Ten years ago, Netflix got the idea that its app should work more like regular TV. This was early on in its transition from DVD delivery to streaming on demand, and product engineers at the company were still figuring out how the platform’s user interface would work. Instead of having subscribers start their streaming sessions scrolling through rows and rows of content, they wondered what would happen if a show or movie simply began playing as soon as someone clicked into the app — you know, like turning on your dad’s boxy old Zenith.
“It was the early days of Netflix having a television user interface, and we saw this as a great possibility,” says Todd Yellin, who as vice-president of product for the streaming giant helps shape how users interact with the platform. They liked the idea so much, they quietly tested it out among a small slice of subscribers.
But users weren’t impressed. “It failed,” the 14-year Netflix vet tells me. “The technology wasn’t as good. And I don’t think consumers were ready for it.”

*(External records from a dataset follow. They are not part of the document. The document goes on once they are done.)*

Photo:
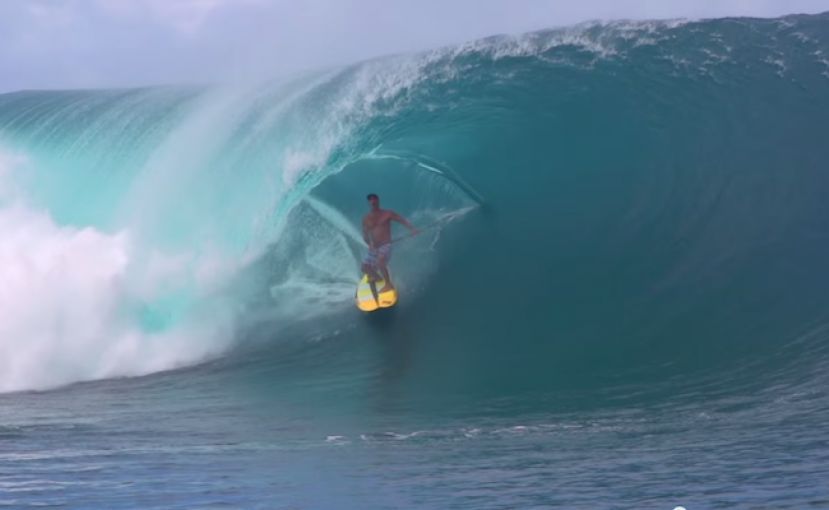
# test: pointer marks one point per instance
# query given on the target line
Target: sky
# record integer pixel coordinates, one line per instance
(58, 44)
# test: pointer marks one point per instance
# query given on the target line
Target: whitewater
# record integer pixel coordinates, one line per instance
(619, 301)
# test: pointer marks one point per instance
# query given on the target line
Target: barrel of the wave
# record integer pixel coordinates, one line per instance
(367, 297)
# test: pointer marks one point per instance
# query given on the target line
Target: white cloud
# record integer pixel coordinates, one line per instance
(104, 43)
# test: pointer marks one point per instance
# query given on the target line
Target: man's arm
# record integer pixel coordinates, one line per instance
(400, 219)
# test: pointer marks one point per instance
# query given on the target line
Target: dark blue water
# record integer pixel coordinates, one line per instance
(618, 300)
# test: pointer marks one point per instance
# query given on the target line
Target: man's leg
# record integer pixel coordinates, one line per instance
(382, 263)
(368, 269)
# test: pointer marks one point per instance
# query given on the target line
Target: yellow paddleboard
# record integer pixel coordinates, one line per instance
(368, 299)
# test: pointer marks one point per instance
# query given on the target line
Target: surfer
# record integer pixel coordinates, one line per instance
(377, 234)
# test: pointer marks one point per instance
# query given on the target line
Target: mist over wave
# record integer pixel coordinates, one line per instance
(624, 201)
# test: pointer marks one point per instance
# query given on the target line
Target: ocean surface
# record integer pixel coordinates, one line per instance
(619, 298)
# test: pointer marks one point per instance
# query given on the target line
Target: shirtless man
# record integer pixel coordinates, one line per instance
(377, 234)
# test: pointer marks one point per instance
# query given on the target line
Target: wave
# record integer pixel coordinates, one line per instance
(615, 202)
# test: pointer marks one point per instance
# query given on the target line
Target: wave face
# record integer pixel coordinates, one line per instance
(614, 204)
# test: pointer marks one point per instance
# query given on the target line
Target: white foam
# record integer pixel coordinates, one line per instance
(67, 297)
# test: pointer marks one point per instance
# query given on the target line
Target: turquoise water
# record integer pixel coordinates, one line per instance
(619, 302)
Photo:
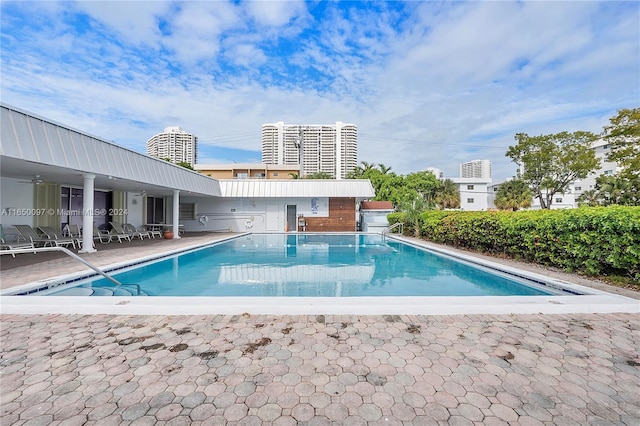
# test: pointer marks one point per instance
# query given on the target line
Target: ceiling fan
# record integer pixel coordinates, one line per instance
(36, 180)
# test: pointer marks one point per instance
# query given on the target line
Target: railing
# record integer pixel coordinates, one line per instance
(68, 252)
(392, 227)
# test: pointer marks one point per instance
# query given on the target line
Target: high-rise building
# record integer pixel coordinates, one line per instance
(476, 169)
(174, 144)
(317, 148)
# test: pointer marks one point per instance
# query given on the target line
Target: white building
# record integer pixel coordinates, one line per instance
(473, 193)
(438, 173)
(476, 169)
(607, 168)
(174, 144)
(331, 149)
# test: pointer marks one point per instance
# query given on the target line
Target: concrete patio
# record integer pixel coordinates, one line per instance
(571, 369)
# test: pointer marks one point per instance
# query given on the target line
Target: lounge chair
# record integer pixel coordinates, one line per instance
(6, 245)
(57, 237)
(118, 232)
(27, 233)
(103, 236)
(73, 231)
(135, 232)
(153, 232)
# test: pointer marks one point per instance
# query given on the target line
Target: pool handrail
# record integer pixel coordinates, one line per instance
(66, 251)
(392, 227)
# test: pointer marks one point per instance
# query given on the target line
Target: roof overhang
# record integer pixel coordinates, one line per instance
(31, 145)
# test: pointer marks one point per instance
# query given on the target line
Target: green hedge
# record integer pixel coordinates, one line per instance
(594, 240)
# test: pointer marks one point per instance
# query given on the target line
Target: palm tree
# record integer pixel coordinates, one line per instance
(412, 211)
(513, 195)
(447, 195)
(384, 169)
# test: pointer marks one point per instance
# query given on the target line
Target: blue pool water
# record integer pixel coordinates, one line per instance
(327, 265)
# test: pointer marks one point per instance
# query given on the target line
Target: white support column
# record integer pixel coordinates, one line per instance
(176, 214)
(87, 214)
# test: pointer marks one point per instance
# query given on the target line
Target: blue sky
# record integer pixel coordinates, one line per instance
(429, 84)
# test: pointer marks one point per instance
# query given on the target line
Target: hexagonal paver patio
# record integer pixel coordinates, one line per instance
(334, 370)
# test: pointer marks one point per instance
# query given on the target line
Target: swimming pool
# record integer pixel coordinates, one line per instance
(307, 265)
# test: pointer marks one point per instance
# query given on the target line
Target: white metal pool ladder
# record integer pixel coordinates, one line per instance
(68, 252)
(392, 227)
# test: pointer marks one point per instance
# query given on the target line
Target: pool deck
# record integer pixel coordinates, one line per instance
(16, 275)
(252, 369)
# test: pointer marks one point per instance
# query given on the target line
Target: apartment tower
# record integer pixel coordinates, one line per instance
(480, 169)
(174, 144)
(332, 149)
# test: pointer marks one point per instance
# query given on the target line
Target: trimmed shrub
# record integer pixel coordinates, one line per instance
(592, 240)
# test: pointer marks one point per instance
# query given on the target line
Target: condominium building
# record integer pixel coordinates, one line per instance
(248, 171)
(174, 144)
(480, 169)
(316, 148)
(607, 168)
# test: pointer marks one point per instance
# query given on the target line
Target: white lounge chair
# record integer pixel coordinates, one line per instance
(27, 233)
(135, 232)
(57, 237)
(7, 245)
(102, 236)
(118, 232)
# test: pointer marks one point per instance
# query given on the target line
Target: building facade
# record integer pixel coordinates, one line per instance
(248, 171)
(316, 148)
(175, 144)
(478, 169)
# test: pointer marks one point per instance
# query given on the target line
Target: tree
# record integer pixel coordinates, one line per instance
(552, 162)
(590, 197)
(411, 213)
(384, 169)
(623, 135)
(513, 195)
(447, 195)
(425, 184)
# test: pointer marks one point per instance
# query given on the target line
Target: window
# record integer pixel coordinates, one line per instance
(187, 211)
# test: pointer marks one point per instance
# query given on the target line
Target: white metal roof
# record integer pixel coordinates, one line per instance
(273, 188)
(31, 144)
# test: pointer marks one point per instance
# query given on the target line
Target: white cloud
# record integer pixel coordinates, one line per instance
(274, 13)
(433, 84)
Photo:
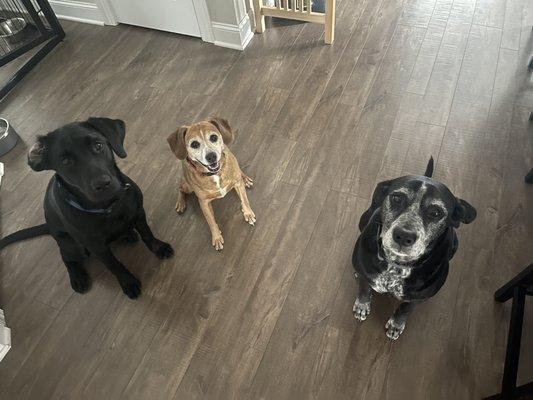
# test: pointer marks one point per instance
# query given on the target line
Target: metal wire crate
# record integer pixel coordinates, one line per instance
(25, 25)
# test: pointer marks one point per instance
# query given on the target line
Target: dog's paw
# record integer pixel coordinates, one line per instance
(361, 310)
(393, 328)
(80, 280)
(248, 182)
(130, 238)
(161, 249)
(131, 286)
(218, 242)
(249, 216)
(180, 207)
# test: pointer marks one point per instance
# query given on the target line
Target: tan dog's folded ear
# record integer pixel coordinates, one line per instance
(176, 141)
(224, 128)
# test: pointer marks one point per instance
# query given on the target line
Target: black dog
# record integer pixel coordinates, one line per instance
(407, 239)
(89, 202)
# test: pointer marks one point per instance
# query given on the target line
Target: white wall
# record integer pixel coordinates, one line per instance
(88, 11)
(224, 22)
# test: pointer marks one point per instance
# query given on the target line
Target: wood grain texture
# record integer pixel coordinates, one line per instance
(270, 317)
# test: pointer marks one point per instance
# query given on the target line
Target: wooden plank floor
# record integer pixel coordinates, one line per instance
(270, 316)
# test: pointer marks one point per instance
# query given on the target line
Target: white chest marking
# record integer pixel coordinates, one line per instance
(222, 190)
(391, 280)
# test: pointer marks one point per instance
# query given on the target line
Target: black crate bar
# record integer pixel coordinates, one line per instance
(39, 26)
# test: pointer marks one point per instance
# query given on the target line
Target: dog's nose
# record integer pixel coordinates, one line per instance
(404, 237)
(211, 157)
(101, 183)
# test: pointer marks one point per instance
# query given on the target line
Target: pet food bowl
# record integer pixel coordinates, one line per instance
(12, 29)
(8, 137)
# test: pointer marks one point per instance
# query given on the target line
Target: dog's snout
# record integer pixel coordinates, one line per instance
(211, 157)
(404, 237)
(101, 183)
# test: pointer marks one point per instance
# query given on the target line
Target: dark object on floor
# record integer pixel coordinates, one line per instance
(529, 176)
(89, 202)
(12, 29)
(517, 288)
(8, 137)
(407, 240)
(25, 25)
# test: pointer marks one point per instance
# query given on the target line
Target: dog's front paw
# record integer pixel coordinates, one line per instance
(248, 182)
(393, 328)
(161, 249)
(130, 237)
(361, 310)
(218, 241)
(80, 281)
(131, 286)
(249, 216)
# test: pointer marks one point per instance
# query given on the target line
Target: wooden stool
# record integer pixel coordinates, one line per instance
(300, 10)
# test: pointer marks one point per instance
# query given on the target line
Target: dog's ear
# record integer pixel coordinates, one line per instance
(114, 131)
(463, 212)
(38, 155)
(380, 192)
(224, 129)
(176, 142)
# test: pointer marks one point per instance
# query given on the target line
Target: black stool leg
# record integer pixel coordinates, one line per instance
(529, 176)
(513, 342)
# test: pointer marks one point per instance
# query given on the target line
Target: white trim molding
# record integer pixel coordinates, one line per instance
(204, 20)
(78, 11)
(233, 36)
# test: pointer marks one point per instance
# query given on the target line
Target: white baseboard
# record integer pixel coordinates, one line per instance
(233, 36)
(78, 11)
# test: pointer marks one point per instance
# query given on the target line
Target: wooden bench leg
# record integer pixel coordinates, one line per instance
(512, 354)
(330, 21)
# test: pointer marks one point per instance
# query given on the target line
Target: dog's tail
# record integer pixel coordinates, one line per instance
(23, 234)
(429, 168)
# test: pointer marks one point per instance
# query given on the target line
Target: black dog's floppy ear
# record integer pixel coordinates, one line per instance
(37, 156)
(176, 142)
(380, 192)
(114, 131)
(224, 128)
(463, 212)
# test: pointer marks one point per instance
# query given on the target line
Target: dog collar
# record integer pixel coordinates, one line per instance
(191, 163)
(72, 201)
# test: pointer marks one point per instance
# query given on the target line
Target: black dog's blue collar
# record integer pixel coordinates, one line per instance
(72, 201)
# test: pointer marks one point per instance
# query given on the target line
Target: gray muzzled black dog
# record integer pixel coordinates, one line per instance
(407, 239)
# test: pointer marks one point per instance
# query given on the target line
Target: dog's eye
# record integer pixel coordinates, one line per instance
(65, 161)
(434, 212)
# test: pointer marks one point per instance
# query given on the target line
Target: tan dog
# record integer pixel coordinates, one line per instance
(210, 170)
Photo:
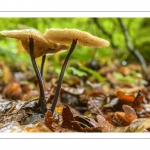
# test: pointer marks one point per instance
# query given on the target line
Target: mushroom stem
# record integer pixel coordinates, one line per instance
(74, 42)
(42, 64)
(38, 75)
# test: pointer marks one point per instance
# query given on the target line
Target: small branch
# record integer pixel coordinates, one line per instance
(61, 75)
(42, 64)
(42, 101)
(134, 51)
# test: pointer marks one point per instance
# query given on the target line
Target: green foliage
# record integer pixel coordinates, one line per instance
(138, 29)
(92, 72)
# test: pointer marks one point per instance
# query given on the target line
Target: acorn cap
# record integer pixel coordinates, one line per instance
(65, 36)
(42, 46)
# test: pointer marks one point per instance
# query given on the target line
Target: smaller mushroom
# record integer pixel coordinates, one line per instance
(74, 36)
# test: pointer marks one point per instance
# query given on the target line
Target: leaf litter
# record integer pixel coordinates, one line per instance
(88, 106)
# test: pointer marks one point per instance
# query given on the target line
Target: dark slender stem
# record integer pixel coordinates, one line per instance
(61, 75)
(38, 75)
(42, 64)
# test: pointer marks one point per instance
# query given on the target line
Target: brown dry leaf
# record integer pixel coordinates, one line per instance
(120, 118)
(129, 113)
(139, 125)
(86, 122)
(49, 119)
(39, 127)
(68, 119)
(12, 91)
(125, 118)
(104, 124)
(124, 98)
(74, 91)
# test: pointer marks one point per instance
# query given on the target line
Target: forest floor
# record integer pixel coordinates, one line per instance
(121, 103)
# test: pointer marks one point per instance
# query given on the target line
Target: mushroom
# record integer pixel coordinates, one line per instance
(36, 45)
(42, 46)
(74, 36)
(65, 36)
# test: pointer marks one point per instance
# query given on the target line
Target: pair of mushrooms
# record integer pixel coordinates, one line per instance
(52, 41)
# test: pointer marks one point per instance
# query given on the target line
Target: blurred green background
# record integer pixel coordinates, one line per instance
(107, 28)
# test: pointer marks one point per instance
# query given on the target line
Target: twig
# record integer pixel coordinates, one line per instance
(96, 107)
(61, 75)
(38, 75)
(134, 51)
(19, 109)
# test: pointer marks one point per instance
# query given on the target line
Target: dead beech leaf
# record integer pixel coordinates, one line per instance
(104, 124)
(49, 119)
(86, 122)
(125, 118)
(129, 113)
(120, 118)
(139, 125)
(13, 91)
(39, 127)
(124, 98)
(74, 91)
(68, 119)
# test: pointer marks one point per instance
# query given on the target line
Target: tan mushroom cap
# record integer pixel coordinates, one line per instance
(65, 36)
(42, 45)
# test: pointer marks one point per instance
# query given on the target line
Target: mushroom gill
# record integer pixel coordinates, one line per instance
(42, 46)
(65, 36)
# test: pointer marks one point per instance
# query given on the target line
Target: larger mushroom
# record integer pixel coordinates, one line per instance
(74, 36)
(36, 45)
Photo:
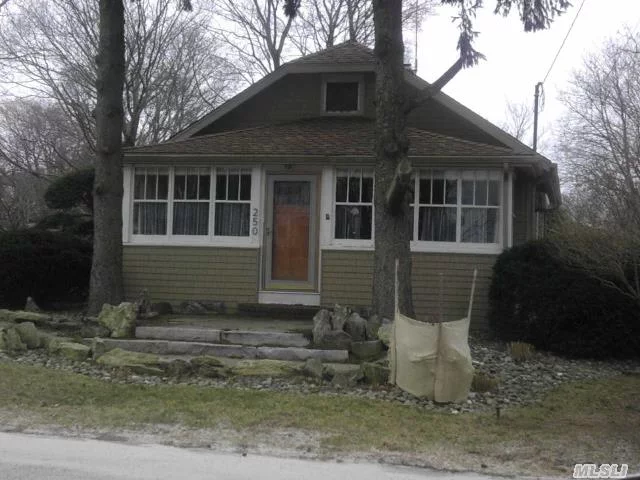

Netflix believes audiences are ready now. Today, the company is launching Play Something, a new viewing mode designed to make it easier for the indecisive among us to quickly find something to watch. As with those early forays into instant-playing content, the goal of this new shuffle feature is to eliminate, or at least ease, the Peak TV-era anxiety so many of us feel while trying to find something to watch. But unlike its past attempt, it won’t be automatic: You’ll have to opt in — either at start-up or when you’re browsing your home page. If you do, the usual page upon page of box art and show descriptions disappears. Instead, the Netflix matrix chooses something it thinks you’ll be into and just starts streaming it, along with an onscreen graphic briefly explaining why it chose that title. Don’t like what you see? A quick button press skips ahead to another selection. If you suddenly decide an earlier selection is actually a better pick, you can also go backward. (The feature will initially be available on all Netflix TV apps and, soon, on mobile for Android devices.)